JavaStation Boot Sequence

The JavaStation boot sequence uses the following network services:

• DHCP

• TFTP

• NFS

• HTTP

These services do not have to reside on the same machine. As mentioned in Chapter 2, Booting the JavaStation Using Netra j, NIS and DNS services must also be provided on the network for JavaStation computers to operate correctly, but they are not directly involved in the boot sequence.

The boot sequence can occur in a variety of ways. Essentially, it must accomplish the following tasks:

1. Lease an IP address to the JavaStation computer. Each JavaStation must lease an IP address from an address pool managed by a DHCP server. It is recommended that the DHCP server assign addresses dynamically. However, the Solaris DHCP server can also be set up with statically assigned IP addresses.

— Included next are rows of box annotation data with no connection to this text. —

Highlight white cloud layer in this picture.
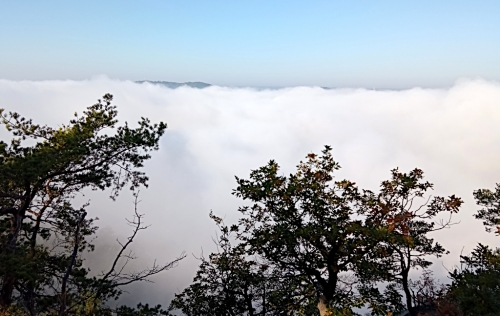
[0,77,500,304]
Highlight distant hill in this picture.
[136,80,211,89]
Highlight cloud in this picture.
[0,77,500,304]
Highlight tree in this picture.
[233,146,396,315]
[170,214,314,316]
[474,184,500,234]
[362,169,463,316]
[0,94,173,315]
[442,184,500,316]
[449,244,500,316]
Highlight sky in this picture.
[0,76,500,305]
[0,0,500,89]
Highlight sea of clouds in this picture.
[0,77,500,304]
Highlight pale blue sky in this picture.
[0,0,500,88]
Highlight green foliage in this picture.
[170,214,314,316]
[474,184,500,234]
[449,244,500,316]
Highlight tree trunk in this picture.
[318,295,330,316]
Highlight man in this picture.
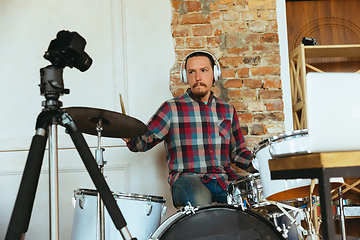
[124,51,254,207]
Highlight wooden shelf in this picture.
[289,44,360,130]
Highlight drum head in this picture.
[157,205,284,240]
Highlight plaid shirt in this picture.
[127,89,252,190]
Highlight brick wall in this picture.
[170,0,285,150]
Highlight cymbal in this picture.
[63,107,148,138]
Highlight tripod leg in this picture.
[5,135,47,240]
[62,113,133,239]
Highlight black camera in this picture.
[44,30,92,72]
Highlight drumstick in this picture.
[119,93,126,114]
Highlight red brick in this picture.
[260,33,279,43]
[224,79,242,88]
[264,78,282,88]
[238,113,253,123]
[229,101,246,111]
[228,90,241,100]
[175,49,194,61]
[186,37,206,48]
[240,126,249,136]
[221,68,235,78]
[210,0,234,11]
[171,88,185,97]
[219,57,243,67]
[243,56,260,66]
[248,0,276,10]
[243,79,262,89]
[254,112,285,122]
[211,86,221,98]
[261,54,280,65]
[193,24,214,36]
[170,74,185,87]
[180,13,210,24]
[250,124,267,135]
[171,1,181,12]
[245,33,260,44]
[250,67,280,76]
[185,1,201,12]
[227,46,250,55]
[252,44,280,55]
[226,34,239,46]
[174,38,185,49]
[222,21,247,34]
[209,12,221,21]
[259,90,282,99]
[214,25,223,36]
[171,12,179,25]
[242,89,257,101]
[172,25,189,37]
[266,101,284,111]
[237,68,250,78]
[206,37,221,48]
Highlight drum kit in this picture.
[65,119,343,240]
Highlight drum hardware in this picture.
[149,204,285,240]
[338,187,347,240]
[268,201,309,237]
[253,129,344,201]
[70,189,166,240]
[95,118,106,240]
[5,31,147,240]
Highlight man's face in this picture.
[186,56,214,102]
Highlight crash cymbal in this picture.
[63,107,148,138]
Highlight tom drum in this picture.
[254,129,344,201]
[71,189,166,240]
[150,205,284,240]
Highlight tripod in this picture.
[5,66,136,240]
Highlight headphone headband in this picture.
[180,50,221,83]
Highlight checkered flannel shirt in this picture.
[127,89,252,190]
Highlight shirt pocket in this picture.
[218,119,231,139]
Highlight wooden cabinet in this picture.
[289,44,360,130]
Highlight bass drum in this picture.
[149,204,285,240]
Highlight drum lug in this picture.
[79,195,86,209]
[181,202,199,215]
[146,202,153,216]
[161,204,167,217]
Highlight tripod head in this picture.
[39,30,92,110]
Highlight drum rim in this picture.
[74,188,166,203]
[149,204,285,240]
[269,129,308,143]
[229,172,260,185]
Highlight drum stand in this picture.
[95,119,106,240]
[5,100,136,240]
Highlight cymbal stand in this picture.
[95,118,106,240]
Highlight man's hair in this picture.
[184,52,215,70]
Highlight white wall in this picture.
[276,0,294,132]
[0,0,175,240]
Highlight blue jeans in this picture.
[172,175,227,207]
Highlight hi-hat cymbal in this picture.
[63,107,148,138]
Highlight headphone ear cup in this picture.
[181,69,188,84]
[214,65,221,81]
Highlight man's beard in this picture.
[192,82,208,98]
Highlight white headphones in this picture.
[180,51,221,83]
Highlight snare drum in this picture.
[254,129,344,201]
[149,205,285,240]
[227,173,267,208]
[71,189,166,240]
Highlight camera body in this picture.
[44,30,92,72]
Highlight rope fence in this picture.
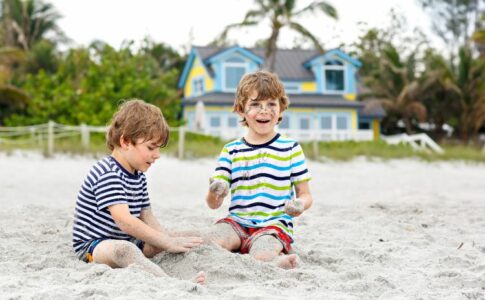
[0,121,186,159]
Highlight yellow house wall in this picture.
[372,119,381,140]
[184,57,214,97]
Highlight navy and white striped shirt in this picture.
[72,156,150,256]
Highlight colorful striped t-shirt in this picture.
[212,134,310,241]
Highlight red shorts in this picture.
[216,218,292,254]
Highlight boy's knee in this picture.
[143,243,162,258]
[113,241,141,261]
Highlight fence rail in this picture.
[382,133,445,154]
[0,121,186,158]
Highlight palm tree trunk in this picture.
[265,28,280,72]
[403,117,413,134]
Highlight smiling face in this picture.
[112,137,161,174]
[239,91,282,144]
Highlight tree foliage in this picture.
[6,42,183,125]
[219,0,337,71]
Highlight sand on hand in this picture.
[0,152,485,299]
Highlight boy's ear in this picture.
[120,135,131,149]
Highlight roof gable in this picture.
[204,46,264,65]
[304,49,362,68]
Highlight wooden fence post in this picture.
[178,126,185,159]
[47,121,55,156]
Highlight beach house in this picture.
[178,46,385,141]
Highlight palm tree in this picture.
[362,43,426,134]
[454,48,485,144]
[420,49,462,141]
[219,0,337,71]
[0,0,65,51]
[0,47,30,125]
[472,13,485,57]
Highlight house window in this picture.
[210,117,221,127]
[320,116,332,130]
[283,82,300,94]
[337,116,349,130]
[223,57,247,91]
[227,117,237,128]
[359,121,370,130]
[300,118,310,130]
[278,116,290,129]
[192,77,204,96]
[324,60,345,92]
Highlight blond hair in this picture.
[106,99,170,150]
[233,71,290,126]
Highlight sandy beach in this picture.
[0,152,485,299]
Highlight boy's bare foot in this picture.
[275,254,298,269]
[193,271,205,285]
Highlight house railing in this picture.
[382,133,445,154]
[0,121,373,159]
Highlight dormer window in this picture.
[192,77,204,96]
[222,57,247,91]
[323,60,345,94]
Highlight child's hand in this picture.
[209,178,229,202]
[164,236,203,253]
[285,198,305,217]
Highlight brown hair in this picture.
[233,71,290,126]
[106,99,169,150]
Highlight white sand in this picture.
[0,153,485,299]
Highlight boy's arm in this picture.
[206,178,229,209]
[285,181,313,217]
[140,208,164,234]
[108,204,202,253]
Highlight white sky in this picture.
[46,0,442,51]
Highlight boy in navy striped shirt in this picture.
[73,99,205,284]
[206,71,313,269]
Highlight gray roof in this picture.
[194,47,320,80]
[182,92,364,109]
[360,101,386,119]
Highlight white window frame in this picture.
[283,82,301,94]
[322,59,347,95]
[335,114,351,131]
[192,76,205,96]
[222,62,249,92]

2. Deliver and boot JavaOS on the JavaStation computer. JavaOS can be delivered to the JavaStation computers from a network server via TFTP or TFTP and NFS. Alternatively, if the JavaStation has flash memory, JavaOS can be booted from flash.

3. Deliver the main user application to the JavaStation computer. The main user application can be delivered to the JavaStation computers via HTTP. Alternatively, JavaOS and the main application can be compiled together into a single boot image.

4. Update the JavaOS stored in flash memory. This task applies only to JavaStation clients with flash memory (available only on "tower" models). After the JavaStation boots, the JavaOS file stored in flash memory can be updated if a newer copy of JavaOS exists on the network. If the flash memory is updated, the JavaStation immediately reboots with the newer copy of JavaOS.

The following sections describe the JavaStation power-on and boot sequence tasks in detail.

Power-On

The JavaStation programmable read-only memory (PROM) includes TFTP client and DHCP client implementations and is thus able to carry out the boot sequence. At power-on, the PROM checks to see if flash memory is present. If so, it then checks to make sure the JavaOS in flash is not corrupted. If the JavaOS in flash is valid, then the PROM loads it into memory and transfers control to it. JavaOS initializes itself and then completes Task 1, described below.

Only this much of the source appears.